姫路循環器病センター

(様式3)
O-81
当院での Antimicrobial stewardship 活動における薬剤師の取り組み
○山本みどり、東 佑輔、小林 真弓、數田 素子、井上 量代、桂 智美、高橋 知孝、井本 孝子、
髙村 志保、上田 里恵、鹿島 孝子、兵頭 純子
(姫路循環器病センター 薬剤部)
【はじめに】
Antimicrobial stewardship(AS)とは抗菌薬など感
染症治療薬の適正使用を推進するための組織的なチーム
活動を意味する。2007 年に米国感染症学会(IDSA)と米
国医療疫学学会(SHEA)から共同で発表されたガイドラ
インでは、抗菌薬の適正使用の方法として「抗菌薬の使
用制限」と「介入とフィードバック」の2つをあげてい
る。今回、2014 年 4 月から当院における AS 活動を開始
したので報告する。
【方法】
指定抗菌薬(抗 MRSA 薬、カルバペネム系薬剤、キノロ
ン系薬剤(注射)、第 4 世代セフェム)使用患者につい
て、薬剤師が適正使用の観点から確認を行い、その中で
検討を必要とする症例については ICT チームでカンファ
レンスを行い、必要に応じて介入を行った。
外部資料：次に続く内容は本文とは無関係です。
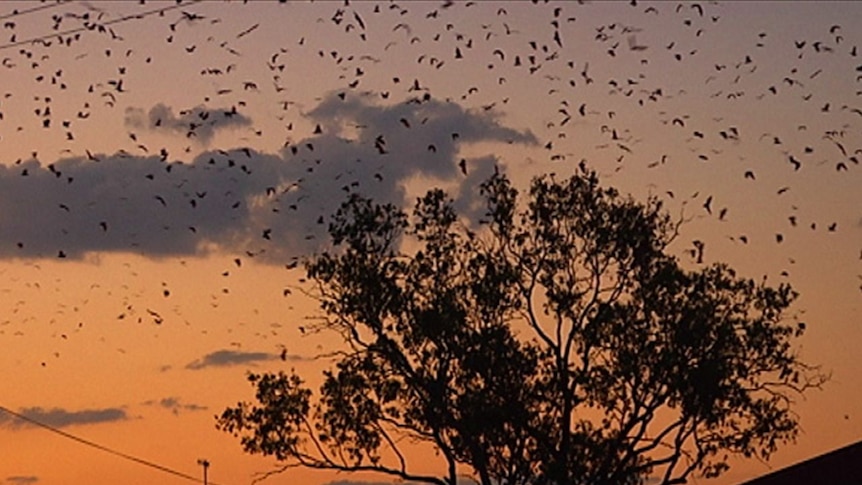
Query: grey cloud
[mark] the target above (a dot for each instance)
(225, 358)
(22, 479)
(61, 418)
(175, 405)
(271, 206)
(199, 122)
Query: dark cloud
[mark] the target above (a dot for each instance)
(225, 358)
(272, 206)
(21, 479)
(175, 406)
(199, 123)
(61, 418)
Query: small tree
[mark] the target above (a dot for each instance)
(559, 343)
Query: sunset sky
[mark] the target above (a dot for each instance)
(164, 166)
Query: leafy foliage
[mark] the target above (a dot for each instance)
(558, 343)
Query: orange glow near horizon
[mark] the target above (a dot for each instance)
(160, 177)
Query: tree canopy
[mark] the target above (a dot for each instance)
(557, 340)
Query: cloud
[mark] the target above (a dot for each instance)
(198, 123)
(225, 358)
(271, 206)
(61, 418)
(175, 406)
(22, 479)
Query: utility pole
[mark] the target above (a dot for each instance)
(204, 463)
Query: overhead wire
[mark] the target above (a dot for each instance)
(106, 449)
(18, 13)
(125, 18)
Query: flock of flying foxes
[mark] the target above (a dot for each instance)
(628, 94)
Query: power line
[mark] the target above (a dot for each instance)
(126, 18)
(17, 13)
(102, 447)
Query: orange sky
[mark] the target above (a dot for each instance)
(169, 293)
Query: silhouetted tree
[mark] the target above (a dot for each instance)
(558, 342)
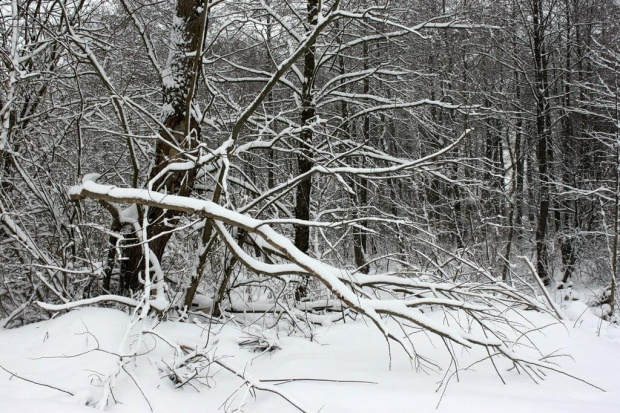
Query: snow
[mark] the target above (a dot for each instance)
(74, 351)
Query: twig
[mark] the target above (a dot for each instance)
(37, 383)
(284, 381)
(542, 287)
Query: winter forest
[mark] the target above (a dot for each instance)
(309, 205)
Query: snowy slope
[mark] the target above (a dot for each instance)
(74, 352)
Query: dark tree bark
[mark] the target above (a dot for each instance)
(181, 132)
(304, 157)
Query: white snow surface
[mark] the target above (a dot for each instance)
(72, 352)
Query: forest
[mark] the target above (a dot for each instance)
(440, 171)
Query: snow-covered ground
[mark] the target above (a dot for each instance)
(76, 351)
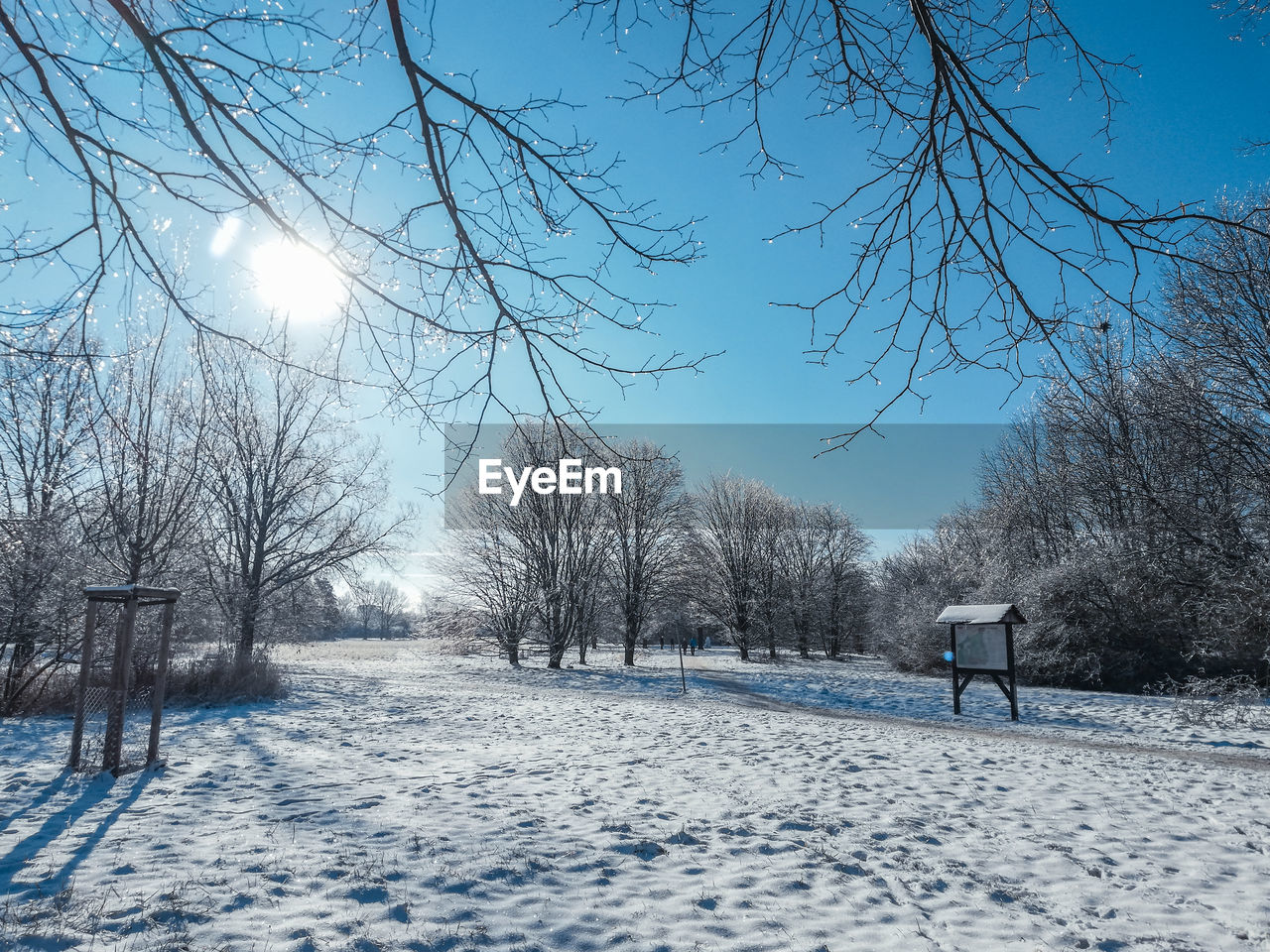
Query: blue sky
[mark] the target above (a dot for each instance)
(1178, 139)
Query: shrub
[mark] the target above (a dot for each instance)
(1228, 701)
(217, 676)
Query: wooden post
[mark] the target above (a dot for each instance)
(85, 675)
(119, 673)
(157, 696)
(1010, 658)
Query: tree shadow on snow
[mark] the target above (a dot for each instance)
(64, 819)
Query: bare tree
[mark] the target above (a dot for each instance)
(649, 522)
(295, 494)
(485, 566)
(822, 560)
(45, 426)
(771, 576)
(200, 117)
(731, 517)
(148, 442)
(390, 604)
(846, 595)
(562, 538)
(962, 198)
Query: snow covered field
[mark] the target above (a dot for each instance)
(403, 801)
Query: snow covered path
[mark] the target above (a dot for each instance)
(398, 801)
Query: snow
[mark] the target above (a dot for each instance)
(400, 800)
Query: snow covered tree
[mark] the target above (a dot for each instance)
(45, 419)
(649, 522)
(294, 493)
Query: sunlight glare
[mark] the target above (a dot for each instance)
(296, 281)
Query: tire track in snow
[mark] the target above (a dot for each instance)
(746, 696)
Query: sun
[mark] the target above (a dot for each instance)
(296, 281)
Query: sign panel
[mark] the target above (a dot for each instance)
(980, 648)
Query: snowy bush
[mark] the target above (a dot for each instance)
(1228, 701)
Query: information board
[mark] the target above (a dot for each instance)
(980, 648)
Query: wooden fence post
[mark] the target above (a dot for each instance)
(160, 687)
(119, 673)
(85, 675)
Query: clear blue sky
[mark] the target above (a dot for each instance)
(1178, 139)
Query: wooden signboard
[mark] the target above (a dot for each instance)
(983, 643)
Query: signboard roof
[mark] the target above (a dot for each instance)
(982, 615)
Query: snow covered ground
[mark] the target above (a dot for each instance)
(405, 801)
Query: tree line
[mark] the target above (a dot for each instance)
(1128, 509)
(733, 556)
(208, 468)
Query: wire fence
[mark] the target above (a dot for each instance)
(137, 705)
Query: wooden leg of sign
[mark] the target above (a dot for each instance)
(85, 674)
(160, 683)
(957, 689)
(119, 673)
(1010, 658)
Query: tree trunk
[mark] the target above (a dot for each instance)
(629, 643)
(246, 633)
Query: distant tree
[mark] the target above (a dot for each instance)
(731, 518)
(822, 556)
(390, 607)
(649, 522)
(772, 601)
(46, 414)
(148, 448)
(278, 118)
(294, 493)
(563, 539)
(488, 571)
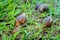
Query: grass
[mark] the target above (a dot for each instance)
(10, 9)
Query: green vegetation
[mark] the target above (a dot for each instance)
(32, 29)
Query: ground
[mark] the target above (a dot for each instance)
(33, 28)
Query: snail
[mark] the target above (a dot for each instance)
(48, 21)
(21, 19)
(42, 7)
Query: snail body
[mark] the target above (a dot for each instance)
(20, 19)
(42, 7)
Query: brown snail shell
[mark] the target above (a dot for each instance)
(20, 19)
(42, 7)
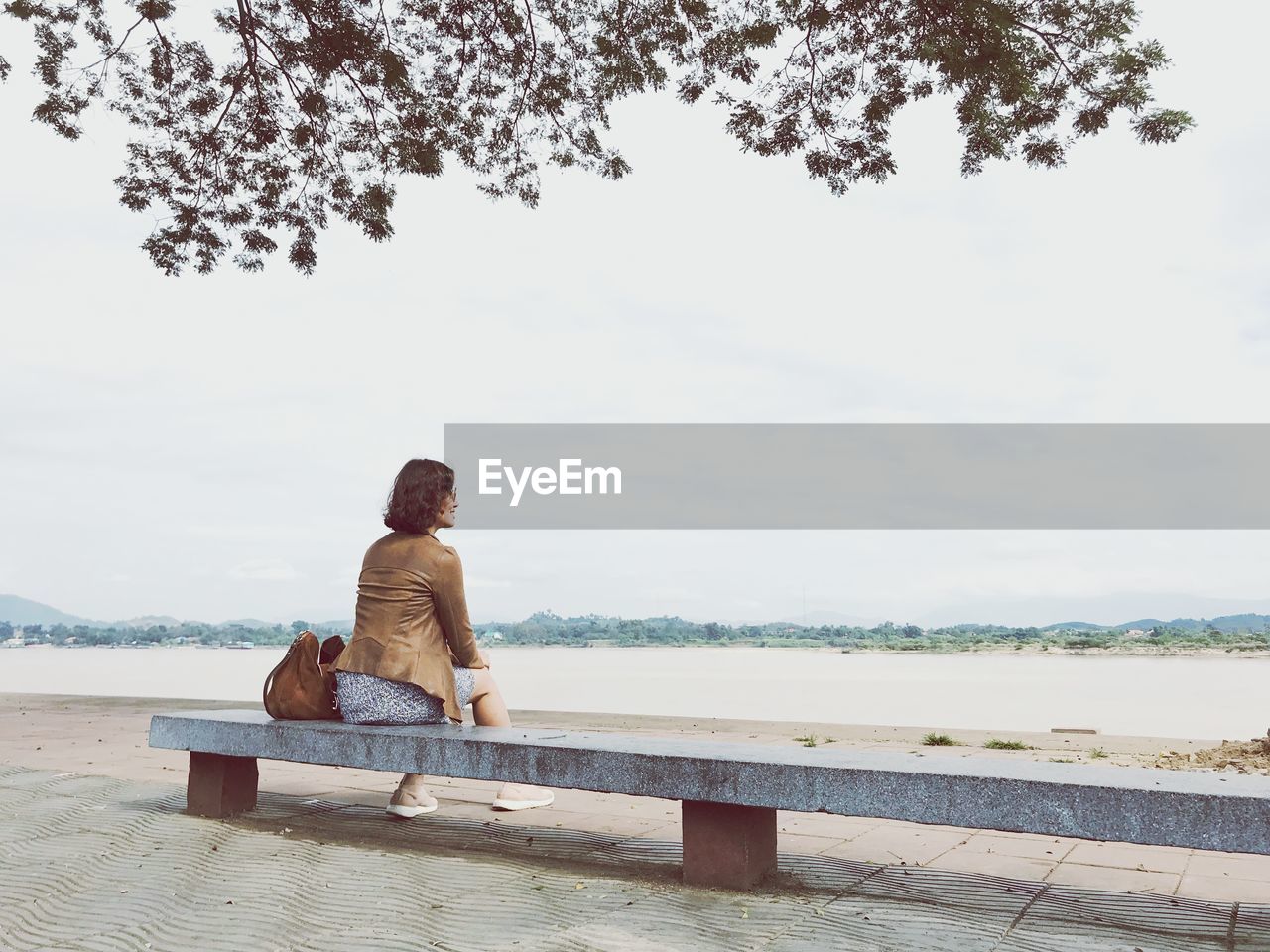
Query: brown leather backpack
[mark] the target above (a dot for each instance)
(303, 685)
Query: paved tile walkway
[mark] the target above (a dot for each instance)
(91, 864)
(108, 737)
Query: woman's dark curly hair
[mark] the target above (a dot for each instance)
(418, 492)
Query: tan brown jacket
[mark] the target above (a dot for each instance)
(412, 617)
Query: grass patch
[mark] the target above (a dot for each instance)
(997, 744)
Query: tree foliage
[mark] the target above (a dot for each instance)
(289, 112)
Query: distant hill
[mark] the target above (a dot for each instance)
(1248, 621)
(148, 621)
(343, 625)
(23, 611)
(816, 619)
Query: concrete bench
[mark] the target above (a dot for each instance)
(731, 791)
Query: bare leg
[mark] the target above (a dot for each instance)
(488, 705)
(489, 710)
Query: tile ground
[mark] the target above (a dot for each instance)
(63, 734)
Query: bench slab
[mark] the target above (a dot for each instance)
(1123, 803)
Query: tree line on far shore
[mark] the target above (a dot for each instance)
(1232, 633)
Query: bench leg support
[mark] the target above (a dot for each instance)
(220, 784)
(725, 846)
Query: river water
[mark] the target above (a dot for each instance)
(1178, 697)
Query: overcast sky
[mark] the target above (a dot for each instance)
(220, 447)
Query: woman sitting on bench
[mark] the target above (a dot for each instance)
(413, 656)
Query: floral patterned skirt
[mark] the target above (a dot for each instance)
(365, 698)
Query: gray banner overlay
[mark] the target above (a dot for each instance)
(861, 476)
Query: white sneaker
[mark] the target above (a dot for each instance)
(407, 806)
(517, 797)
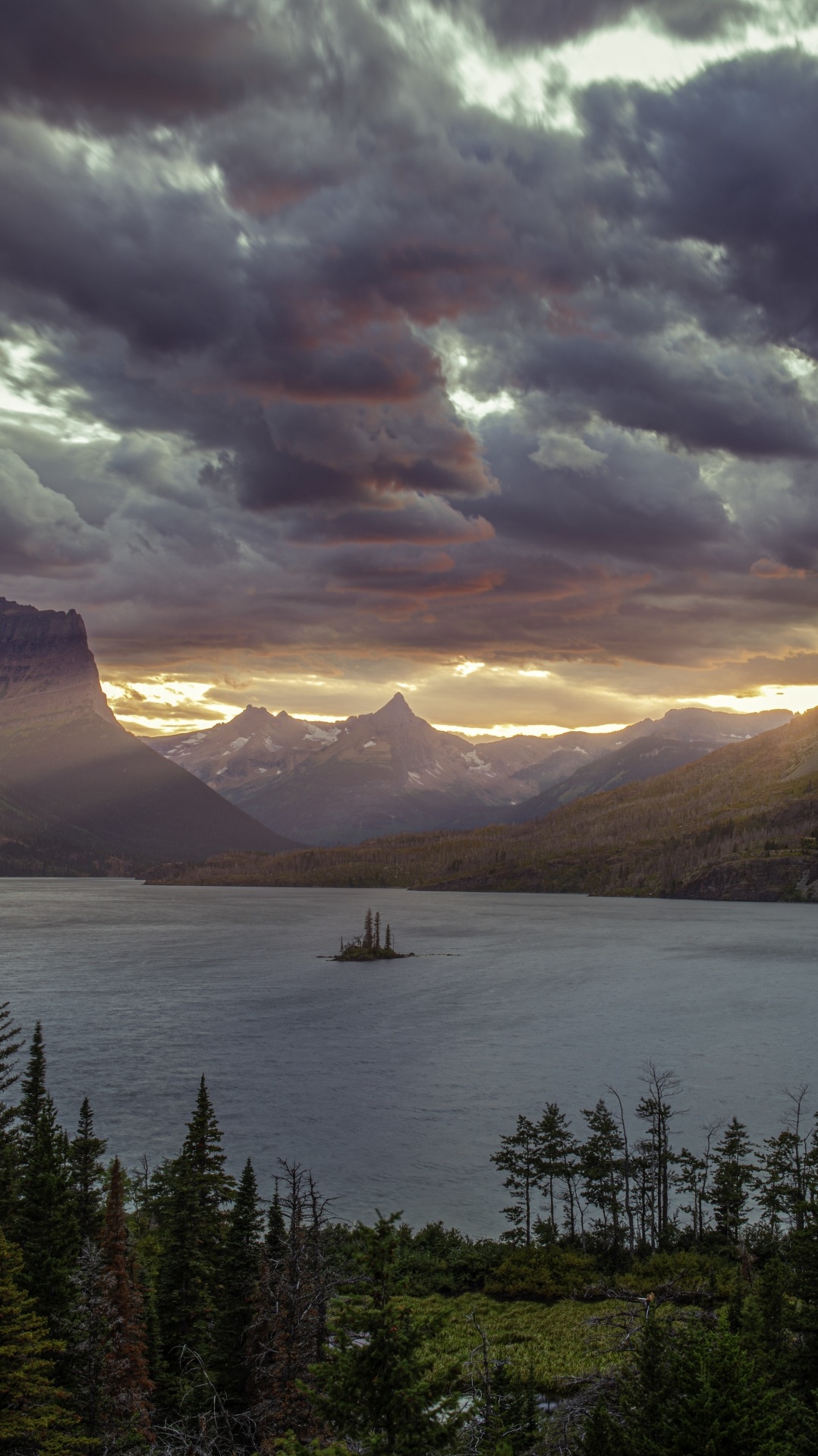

介入に対す
る抗菌薬使用適否の検討項目として「抗菌薬投与の適否」
「de-escalation 可能であるか」「血液培養がされてい
るか」「抗菌薬による副作用の確認」等があげられる。
<抗菌薬処方変更症例>
抗菌薬選択変更例のうち、カルバペネムからの変更が
5 件、抗 MRSA 薬、菌に感受性のない抗菌薬からの変更が
3 件ずつとなっており、カルバペネムに対する介入が多
く見られる結果となった(図1)。
用法用量変更例は、カルバペネムが 4 件、それ以外が
2 件であり、その全てにおいて投与量が不十分なため変
更になった症例であった(図2)
。また投与が中止された
例については、抗菌薬副作用による投与中止、カルバペ
ネム中止がともに 2 件、バンコマイシン投与中止が 1 件
であった。
<提案受け入れ率>
処方提案の受け入れ率は提案件数 27 件中 22 件で
81.5%、
その内訳は抗菌薬の変更提案 12 件中 11 件(92%)、
用法用量 6 件中 6 件(100%)、投与中止 9 件中 5 件(56%)
であり、全体として高い受け入れ率となった。
【結果】
平成 26 年度 5 月~6 月の 2 ヶ月間において介入した症
例、全 37 件のうち処方変更症例が 22 件で 59.4%、未変
更は 13.5%、その他は 27.0%、処方変更症例のうち抗菌
薬選択の変更が 29.7%、用法用量の変更が 16.2%、投与中
止が 13.5%であった。
【考察】
指定抗菌薬使用症例への介入を行った結果、多くの症
例で処方薬変更の提案が受け入れられ、抗菌薬の適正使
用推進に寄与できたと考える。
介入例の多かったカルバペネムについては投与量が不
十分な症例が多く見受けられたため、啓発活動を行って
いく必要性が示唆された。今後は本活動を継続し、さら
なる抗菌薬の適正使用に努めたい。